Abstract

In 1964 the Bamenda Grassfields, then composed of the three West Cameroon prefectures of Bamenda, Wum and Nkambe, had a population of almost 575,000, which was densest in the Bamenda prefecture, adjoining the populous Bamileke prefectures. By 1967 these three prefectures had been increased to five–Bamenda, Gwofon, Nso, Wum and Nkambe– by division of the former Bamenda prefecture into three (Bamenda, Gwofon and Nso) and the addition to Gwofon of the Widekum-Menka area formerly administered as part of Mamfe Division. The distribution and age and occupational structure of the population are discussed in The Population of West Cameroon: Main Findings of the 1964 Sample Demographic Survey (Ministry of Economic Affairs and Planning, 1966). A census was carried out by the British administering authorities in 1953, based on socalled ‘clan areas’—a misnomer. The general picture given in administrative reports and reproduced in the 1953 census ethnic categories was of the broad division of the region into Tikar, Chamba (Bali), Tiv (Munshi) and Widekum, with small refugee enclaves on the northern borders.

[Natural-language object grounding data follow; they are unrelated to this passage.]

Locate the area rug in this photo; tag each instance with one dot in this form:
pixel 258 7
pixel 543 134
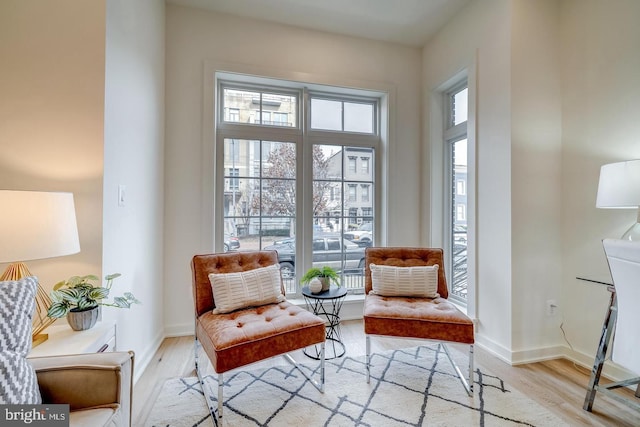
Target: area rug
pixel 409 387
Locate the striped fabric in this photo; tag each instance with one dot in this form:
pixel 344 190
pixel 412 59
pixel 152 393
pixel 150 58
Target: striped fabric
pixel 232 291
pixel 18 384
pixel 391 281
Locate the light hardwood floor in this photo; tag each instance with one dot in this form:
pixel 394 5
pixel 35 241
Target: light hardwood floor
pixel 559 385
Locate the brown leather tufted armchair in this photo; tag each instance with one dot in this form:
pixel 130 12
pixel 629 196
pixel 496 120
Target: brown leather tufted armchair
pixel 412 317
pixel 252 334
pixel 97 386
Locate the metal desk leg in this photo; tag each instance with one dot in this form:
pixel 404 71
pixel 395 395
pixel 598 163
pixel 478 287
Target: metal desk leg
pixel 605 339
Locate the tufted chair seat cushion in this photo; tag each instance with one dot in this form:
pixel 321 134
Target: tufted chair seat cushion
pixel 245 336
pixel 434 319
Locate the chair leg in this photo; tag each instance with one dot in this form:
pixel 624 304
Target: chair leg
pixel 317 384
pixel 468 385
pixel 368 358
pixel 207 396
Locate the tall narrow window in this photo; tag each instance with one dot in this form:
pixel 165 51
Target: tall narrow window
pixel 456 141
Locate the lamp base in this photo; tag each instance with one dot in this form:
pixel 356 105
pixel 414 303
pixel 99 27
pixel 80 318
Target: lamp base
pixel 633 233
pixel 41 321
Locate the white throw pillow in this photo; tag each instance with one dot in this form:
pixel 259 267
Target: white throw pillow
pixel 18 383
pixel 232 291
pixel 392 281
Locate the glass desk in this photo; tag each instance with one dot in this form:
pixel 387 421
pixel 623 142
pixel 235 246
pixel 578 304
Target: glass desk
pixel 605 339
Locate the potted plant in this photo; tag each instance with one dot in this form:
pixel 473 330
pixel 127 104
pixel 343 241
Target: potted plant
pixel 325 274
pixel 79 299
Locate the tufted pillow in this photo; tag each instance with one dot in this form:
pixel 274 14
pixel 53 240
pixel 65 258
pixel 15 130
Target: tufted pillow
pixel 18 383
pixel 392 281
pixel 232 291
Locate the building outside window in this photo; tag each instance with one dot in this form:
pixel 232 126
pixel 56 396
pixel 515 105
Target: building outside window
pixel 352 164
pixel 262 166
pixel 364 191
pixel 364 163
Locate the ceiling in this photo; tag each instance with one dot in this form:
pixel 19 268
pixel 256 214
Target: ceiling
pixel 408 22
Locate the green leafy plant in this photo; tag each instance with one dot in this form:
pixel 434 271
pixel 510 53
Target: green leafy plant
pixel 79 294
pixel 320 273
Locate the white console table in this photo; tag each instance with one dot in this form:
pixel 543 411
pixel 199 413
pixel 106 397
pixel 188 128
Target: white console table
pixel 64 340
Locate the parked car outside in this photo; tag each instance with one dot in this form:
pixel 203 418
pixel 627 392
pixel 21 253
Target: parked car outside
pixel 361 236
pixel 327 250
pixel 231 243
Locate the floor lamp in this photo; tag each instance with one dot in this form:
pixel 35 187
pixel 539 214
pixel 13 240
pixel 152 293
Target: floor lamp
pixel 619 188
pixel 36 225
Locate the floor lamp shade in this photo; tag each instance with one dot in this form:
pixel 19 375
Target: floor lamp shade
pixel 36 225
pixel 619 188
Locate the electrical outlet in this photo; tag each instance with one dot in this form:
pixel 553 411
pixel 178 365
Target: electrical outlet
pixel 552 307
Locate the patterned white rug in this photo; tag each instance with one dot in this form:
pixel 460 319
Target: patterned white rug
pixel 409 387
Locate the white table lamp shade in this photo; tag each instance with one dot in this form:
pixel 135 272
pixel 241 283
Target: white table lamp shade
pixel 619 185
pixel 36 225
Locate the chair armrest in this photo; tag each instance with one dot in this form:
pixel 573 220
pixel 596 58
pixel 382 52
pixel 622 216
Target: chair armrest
pixel 87 380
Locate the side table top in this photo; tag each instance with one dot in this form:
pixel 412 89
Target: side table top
pixel 333 293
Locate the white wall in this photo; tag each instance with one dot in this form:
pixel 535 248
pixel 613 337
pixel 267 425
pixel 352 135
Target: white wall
pixel 134 157
pixel 51 115
pixel 195 37
pixel 478 36
pixel 600 110
pixel 536 173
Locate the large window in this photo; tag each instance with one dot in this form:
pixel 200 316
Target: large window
pixel 456 187
pixel 325 216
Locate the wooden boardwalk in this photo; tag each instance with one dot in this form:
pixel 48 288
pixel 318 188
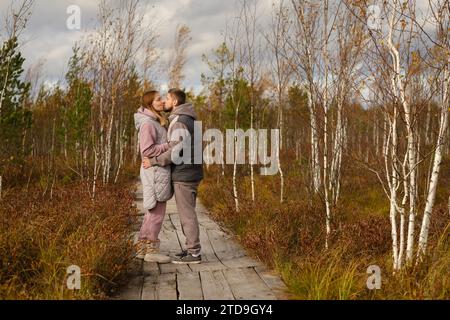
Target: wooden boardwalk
pixel 227 273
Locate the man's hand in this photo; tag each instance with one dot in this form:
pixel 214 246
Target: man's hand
pixel 146 163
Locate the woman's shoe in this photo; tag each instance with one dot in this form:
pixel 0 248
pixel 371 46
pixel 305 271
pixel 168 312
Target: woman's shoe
pixel 141 249
pixel 153 254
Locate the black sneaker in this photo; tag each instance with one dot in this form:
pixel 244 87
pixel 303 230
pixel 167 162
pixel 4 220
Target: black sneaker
pixel 183 253
pixel 188 259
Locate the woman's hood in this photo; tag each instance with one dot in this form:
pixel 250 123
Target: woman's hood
pixel 142 116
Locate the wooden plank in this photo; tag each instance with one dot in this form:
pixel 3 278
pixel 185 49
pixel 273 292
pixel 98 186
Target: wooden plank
pixel 247 285
pixel 174 268
pixel 167 287
pixel 149 290
pixel 243 262
pixel 274 282
pixel 169 240
pixel 215 286
pixel 189 286
pixel 135 268
pixel 208 254
pixel 224 248
pixel 208 266
pixel 133 290
pixel 150 269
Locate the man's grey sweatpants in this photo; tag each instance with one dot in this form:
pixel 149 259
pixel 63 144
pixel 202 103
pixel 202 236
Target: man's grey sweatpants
pixel 186 198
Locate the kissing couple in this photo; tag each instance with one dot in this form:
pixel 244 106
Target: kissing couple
pixel 159 139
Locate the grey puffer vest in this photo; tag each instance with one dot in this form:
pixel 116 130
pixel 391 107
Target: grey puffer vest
pixel 156 181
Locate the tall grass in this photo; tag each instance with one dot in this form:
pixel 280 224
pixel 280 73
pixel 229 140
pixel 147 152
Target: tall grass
pixel 290 238
pixel 40 237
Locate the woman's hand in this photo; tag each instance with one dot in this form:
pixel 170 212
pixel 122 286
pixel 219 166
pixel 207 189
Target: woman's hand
pixel 146 163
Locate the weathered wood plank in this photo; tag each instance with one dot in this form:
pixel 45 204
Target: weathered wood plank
pixel 247 285
pixel 242 262
pixel 169 240
pixel 189 286
pixel 149 290
pixel 208 253
pixel 174 268
pixel 150 269
pixel 167 287
pixel 133 290
pixel 215 286
pixel 225 248
pixel 208 266
pixel 274 282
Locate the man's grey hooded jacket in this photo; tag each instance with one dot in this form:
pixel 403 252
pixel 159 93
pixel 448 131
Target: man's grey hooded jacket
pixel 182 118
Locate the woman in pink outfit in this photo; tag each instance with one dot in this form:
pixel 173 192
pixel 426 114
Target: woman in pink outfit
pixel 156 181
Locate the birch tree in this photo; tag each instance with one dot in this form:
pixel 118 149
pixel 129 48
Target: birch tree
pixel 179 58
pixel 441 54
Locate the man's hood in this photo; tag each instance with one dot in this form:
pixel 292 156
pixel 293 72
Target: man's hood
pixel 142 116
pixel 185 109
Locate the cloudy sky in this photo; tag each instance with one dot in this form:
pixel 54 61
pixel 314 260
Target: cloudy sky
pixel 49 42
pixel 47 39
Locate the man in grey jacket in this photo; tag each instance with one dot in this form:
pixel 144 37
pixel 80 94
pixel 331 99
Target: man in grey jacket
pixel 187 171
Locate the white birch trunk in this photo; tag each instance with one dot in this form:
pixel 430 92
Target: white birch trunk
pixel 423 238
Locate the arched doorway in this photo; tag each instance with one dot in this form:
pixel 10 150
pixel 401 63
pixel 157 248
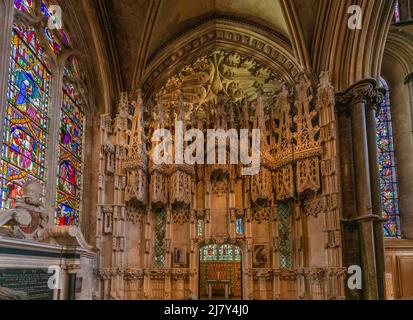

The significance and doubtful validity of these categories will be discussed in our forthcoming contribution to the Histoire des peuples et civilisations du Cameroun (ed. Claude Tardits), and are dealt with in some detail in E. M. Chilver and P. M. Kaberry, Notes on the Precolonial History and Ethnography of the Bamenda Grassfields (cyclostyled, 1966, for the Ministry of Education, West Cameroon).